Parents do all they can to keep their newborn safe every waking minute of the day, but what about when baby sleeps?

SIDS, or sudden infant death syndrome, is when a baby younger than the age of 1 passes away suddenly and without explanation.

Sudden unexpected infant death, or SUID, is when an infant death occurs unexpectedly from a known cause, such as suffocation, entrapment or strangulation, or from an unknown cause, such as SIDS.

Half of SUID cases are SIDS, and it remains the leading cause of death in babies 1 month to 1 year in age. Most cases occur between 1 month and 4 months of age.

Although there is no way to prevent SIDS completely, there are proactive steps parents can take to reduce a baby’s risk.

Sleep Positions & Sleep Surfaces Matter

The risk of SIDS is decreased when a baby sleeps on her back rather than being placed on her stomach or side. It is common to think a newborn might choke in this position, but healthy babies naturally swallow or cough up fluids as a reflex, and may actually clear fluids easier while on their backs.

When a baby reaches 4-6 months, she may begin to roll onto her stomach on her own during sleep. This is a natural part of a baby’s development, and there is no need to turn the baby onto her back. What is most essential is that the baby begins every sleep on her back, including during naps and at night.

The surface of a baby’s bed should be firm and covered by a fitted sheet. Keep soft objects and loose bedding out of a baby’s sleep area, including toys, blankets and pillows.

Babies who fall asleep on a soft surface like a couch or adult bed are more likely to pass away from SIDS or suffocation. The best sleep areas for babies include safety-approved cribs, bassinets and portable play areas. Parents can visit the U.S. Consumer Product Safety Commission’s website for information regarding crib safety.

Other tips to help reduce the risk of SIDS include:

  • Keep the room temperature a comfortable level, and dress baby in light sleep clothing.

  • Moms should remember to place baby back into her own sleeping area after bringing baby into bed to breastfeed.

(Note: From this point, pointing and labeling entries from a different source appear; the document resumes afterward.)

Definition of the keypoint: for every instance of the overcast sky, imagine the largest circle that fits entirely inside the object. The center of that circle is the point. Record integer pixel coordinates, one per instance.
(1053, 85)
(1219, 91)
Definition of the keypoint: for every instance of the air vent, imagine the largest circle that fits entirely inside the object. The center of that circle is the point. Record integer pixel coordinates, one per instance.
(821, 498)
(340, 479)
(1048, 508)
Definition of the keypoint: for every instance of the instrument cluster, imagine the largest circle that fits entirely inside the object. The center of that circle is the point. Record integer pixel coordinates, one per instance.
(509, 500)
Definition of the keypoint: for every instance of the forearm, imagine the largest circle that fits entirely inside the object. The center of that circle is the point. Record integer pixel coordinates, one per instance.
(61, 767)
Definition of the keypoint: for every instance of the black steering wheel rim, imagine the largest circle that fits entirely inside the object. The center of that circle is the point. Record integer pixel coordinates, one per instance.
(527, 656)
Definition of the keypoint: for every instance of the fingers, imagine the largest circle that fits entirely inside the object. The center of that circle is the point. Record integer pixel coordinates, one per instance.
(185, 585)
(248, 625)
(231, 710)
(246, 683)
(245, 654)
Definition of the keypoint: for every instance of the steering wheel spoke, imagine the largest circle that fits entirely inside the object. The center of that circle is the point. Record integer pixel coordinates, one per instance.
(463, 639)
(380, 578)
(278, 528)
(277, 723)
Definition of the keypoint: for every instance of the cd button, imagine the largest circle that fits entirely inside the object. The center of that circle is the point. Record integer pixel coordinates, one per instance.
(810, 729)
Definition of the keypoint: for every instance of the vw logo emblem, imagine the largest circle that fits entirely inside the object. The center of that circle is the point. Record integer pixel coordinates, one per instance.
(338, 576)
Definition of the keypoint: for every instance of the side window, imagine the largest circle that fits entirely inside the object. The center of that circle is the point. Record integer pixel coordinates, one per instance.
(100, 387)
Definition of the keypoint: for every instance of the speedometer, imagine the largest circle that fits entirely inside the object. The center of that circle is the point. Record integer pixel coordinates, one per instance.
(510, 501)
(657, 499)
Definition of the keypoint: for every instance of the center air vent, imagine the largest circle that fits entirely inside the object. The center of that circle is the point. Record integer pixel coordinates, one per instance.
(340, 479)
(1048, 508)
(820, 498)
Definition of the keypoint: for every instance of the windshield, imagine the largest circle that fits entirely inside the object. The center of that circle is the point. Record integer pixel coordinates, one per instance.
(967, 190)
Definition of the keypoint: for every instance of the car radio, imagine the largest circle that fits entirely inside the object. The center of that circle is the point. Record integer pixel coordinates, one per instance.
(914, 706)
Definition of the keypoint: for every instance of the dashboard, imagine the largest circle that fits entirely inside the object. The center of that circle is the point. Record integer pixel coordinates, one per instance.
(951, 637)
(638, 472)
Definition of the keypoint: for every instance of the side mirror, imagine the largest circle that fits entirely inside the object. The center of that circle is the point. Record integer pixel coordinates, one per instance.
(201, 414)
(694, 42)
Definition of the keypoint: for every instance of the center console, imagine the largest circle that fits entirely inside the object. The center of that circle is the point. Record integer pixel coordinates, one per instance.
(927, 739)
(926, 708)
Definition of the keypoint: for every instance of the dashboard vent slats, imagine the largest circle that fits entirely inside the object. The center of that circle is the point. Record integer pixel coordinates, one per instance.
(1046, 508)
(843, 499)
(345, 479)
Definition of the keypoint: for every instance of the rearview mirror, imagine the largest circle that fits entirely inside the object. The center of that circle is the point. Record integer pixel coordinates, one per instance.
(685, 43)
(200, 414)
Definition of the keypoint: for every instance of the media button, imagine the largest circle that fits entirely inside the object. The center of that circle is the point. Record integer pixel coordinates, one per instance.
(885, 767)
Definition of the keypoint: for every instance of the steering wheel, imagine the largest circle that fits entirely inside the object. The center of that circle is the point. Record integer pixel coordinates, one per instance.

  • Women should see their doctor regularly during pregnancy and not smoke, drink alcohol or use illegal drugs before or after a baby is born.

  • Do not expose baby to secondhand smoke.

  • Avoid products that claim to reduce the risk of SIDS, including wedges and crib bumpers; don’t depend on at-home heart or breathing monitors to reduce the risk of SIDS.

  • It is important for parents to follow their health care provider’s guidance on baby vaccines and regular health checkups.

  • Make sure everyone who cares for baby knows the ways to reduce SIDS.